While easy to use, the feature set is basic compared to leaders in the web scraping space like Bright Data or Zyte. Those services support advanced data extraction and custom logic that Rayobyte lacks. But as a quick and simple solution, it gets the job done.

Another interesting tool is Proxy Pilot, a software proxy manager and traffic analyzer. It aims to streamline proxy rotation while granting more performance visibility. The concept is promising, but including it for free does raise some security concerns.

User Experience

Signing up for Rayobyte‘s datacenter proxies is quick but requires picking a plan and providing payment details right away. For residential/mobile proxies, you get 50 MB to test with just an email. Higher volume needs a full KYC process.
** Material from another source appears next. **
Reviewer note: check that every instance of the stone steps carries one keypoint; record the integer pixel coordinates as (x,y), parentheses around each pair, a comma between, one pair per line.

The biggest UX issue is that Rayobyte uses separate dashboards for its different proxy types. That made sense when the company only had datacenter IPs but feels clunky now that the product range has expanded.

Despite the dated look, the datacenter dashboard covers all key functions like whitelisting IPs, viewing active plans, and swapping proxy lists. I especially liked the ability to upgrade plans without contacting support. The newer residential dashboard is slicker but more barebones.

Documentation is a bright spot with tons of clear setup guides for various use cases. And while missing live chat, Rayobyte‘s support was responsive and knowledgeable in my tickets. Most replies came within 2 hours even off-peak.

Conclusion

A decade since launching as Blazing SEO, Rayobyte has matured into a formidable proxy provider. Its datacenter proxies remain the star of the show and arguably the best option on the market for most users. Few services match Rayobyte‘s combination of network scale, performance, features and accessible pricing.

The company‘s newer offerings in residential, ISP and mobile proxies are off to a solid start as well. While not as fully-featured or cost-effective as the top specialists yet, the foundations are there. I‘m optimistic Rayobyte can grow these products to match its datacenter success in time.

So who is Rayobyte for? If you need reliable dedicated or ISP proxies, they should be your first pick. For large datacenter proxy deployments at the lowest rates, Bright Data or Storm Proxies may make more sense. And providers like IPRoyal or Smartproxy remain better bang for buck in the residential proxy space for now.

But as an all-around ethical proxy solution with a track record of delivering quality infrastructure, you can‘t go wrong with Rayobyte. Especially if you appreciate having an active partner invested in your success.